Proportional, Progressive, and Regressive taxes
Taxes can be distinguished by the effect they have on the allocation of income and wealth. A proportional tax is a tax that imposes the same relative onus on each taxpayer—i.e., in the case where tax liability and income move in the same proportion. A progressive tax is recognised by a greater than proportional rise in the tax burden in regard to the increase in income, and a regressive tax is recognisable by a less than proportional rise in the relative onus. Therefore, progressive taxes are seen as taking away a lack of equality in income distribution, while regressive taxes might increase these inequalities.
The taxes that are usually considered progressive include individual income taxes and estate taxes. Income taxes that are categorically progressive, however, could become less so for the upper-income group—in particular if a taxpayer is allowed to lower his tax base by claiming deductions or by taking some certain income parts from his taxable income. Proportional tax rates that are applied to lower-income demographics could also be more progressive if such exemptions of a personal nature are declared.
Income measured over the period of a given year might not absolutely provide the most appropriate measure of taxpaying requirements. For example, transitory rises in income can be saved, and in temporary declines in income a taxpayer may opt to provide for consumption by taking from savings. Therefore, if taxation is regarded along with “permanent income,” it would be less regressive (or more progressive) than if it is made comparable with annual income.
Sales taxes and excises (save those on luxuries) tend to be regressive, because the share of individual income consumed or spent for a specific good lessens as the amount of personal income is raised. Poll taxes (also called head taxes), calculated as a set amount per capita, clearly are regressive.

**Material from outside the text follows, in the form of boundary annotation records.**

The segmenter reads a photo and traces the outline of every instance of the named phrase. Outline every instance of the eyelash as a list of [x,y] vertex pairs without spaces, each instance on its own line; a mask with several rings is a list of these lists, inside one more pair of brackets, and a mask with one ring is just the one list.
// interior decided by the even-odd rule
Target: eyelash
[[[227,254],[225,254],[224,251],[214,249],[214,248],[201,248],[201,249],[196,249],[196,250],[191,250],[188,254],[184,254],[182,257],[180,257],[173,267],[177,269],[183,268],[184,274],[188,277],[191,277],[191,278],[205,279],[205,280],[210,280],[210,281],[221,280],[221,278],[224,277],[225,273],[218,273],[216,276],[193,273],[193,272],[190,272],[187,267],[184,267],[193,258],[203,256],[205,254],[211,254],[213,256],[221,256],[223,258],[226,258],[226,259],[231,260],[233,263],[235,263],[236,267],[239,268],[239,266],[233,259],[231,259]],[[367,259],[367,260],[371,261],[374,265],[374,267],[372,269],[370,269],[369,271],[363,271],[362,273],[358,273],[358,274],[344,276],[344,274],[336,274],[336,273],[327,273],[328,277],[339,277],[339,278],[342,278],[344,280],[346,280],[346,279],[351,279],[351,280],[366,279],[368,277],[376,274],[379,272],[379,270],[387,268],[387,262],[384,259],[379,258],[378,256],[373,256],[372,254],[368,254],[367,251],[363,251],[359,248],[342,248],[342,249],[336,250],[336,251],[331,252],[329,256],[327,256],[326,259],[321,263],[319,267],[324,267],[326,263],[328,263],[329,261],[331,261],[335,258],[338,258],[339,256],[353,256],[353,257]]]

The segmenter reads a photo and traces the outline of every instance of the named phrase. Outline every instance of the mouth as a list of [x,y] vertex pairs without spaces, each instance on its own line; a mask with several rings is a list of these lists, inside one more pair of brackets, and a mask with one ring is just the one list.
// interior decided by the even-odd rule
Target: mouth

It is complicated to term corporate income taxes and taxes on business as progressive, regressive, or proportionate, principally due to the lack of certainty around the ability of businesses to shift their tax expenses (see below Shifting and incidence). This difficulty of nominating who bears the tax burden is dependant crucially on whether a national or a subnational (that is, provincial or state) tax is being debated.
In regarding the economic purpose of taxation, it is necessary to distinguish between various concepts of tax rates. The statutory rates will be dictated in law; usually these are marginal rates, but occasionally they are mean rates. Marginal income tax rates signify the fraction of incremental income demanded by taxation when income is increased by one dollar. Hence, if tax liability grows by 45 cents when income increases by one dollar, the marginal tax rate is 45 percent. Income tax legislation often contain graduated marginal rates—i.e., rates that grow as income grows. Careful analysis of marginal tax rates should review provisions other than the formal statutory rate structure. If, for example, a particular tax credit (reduction in tax) declines by 20 cents for each one-dollar rise in income, the marginal rate is 20 percentage points higher than specified within the statutory rates. Since marginal rates display how after-tax income is changed in response to changes in before-tax income, they are the relevant ones for assessing incentive effects of taxation. It is even more difficult to know the marginal effective tax rate applied to income from business and capital, since it may depend on such factors as the structure of depreciation allowances, the deductibility of interest, and the provisions for inflation adjustment. A basic economic theorem shows that the marginal effective tax rate in income from capital is nil under a consumption-based tax.
Average income tax rates display the fraction of total income that is paid in taxation. The pattern of average rates is the one that is relevant for appraising the distributional equity of taxation. Under a progressive income tax the average income tax rate increases with income. Average income tax rates commonly increase with income, both because personal allowances are permitted for the taxpayer and dependents and also because marginal tax rates are graduated; on the other side of things, preferential treatment of income received fundamentally by high-income households may dampen these effects, producing regressivity, as shown by average tax rates that fall as income increases.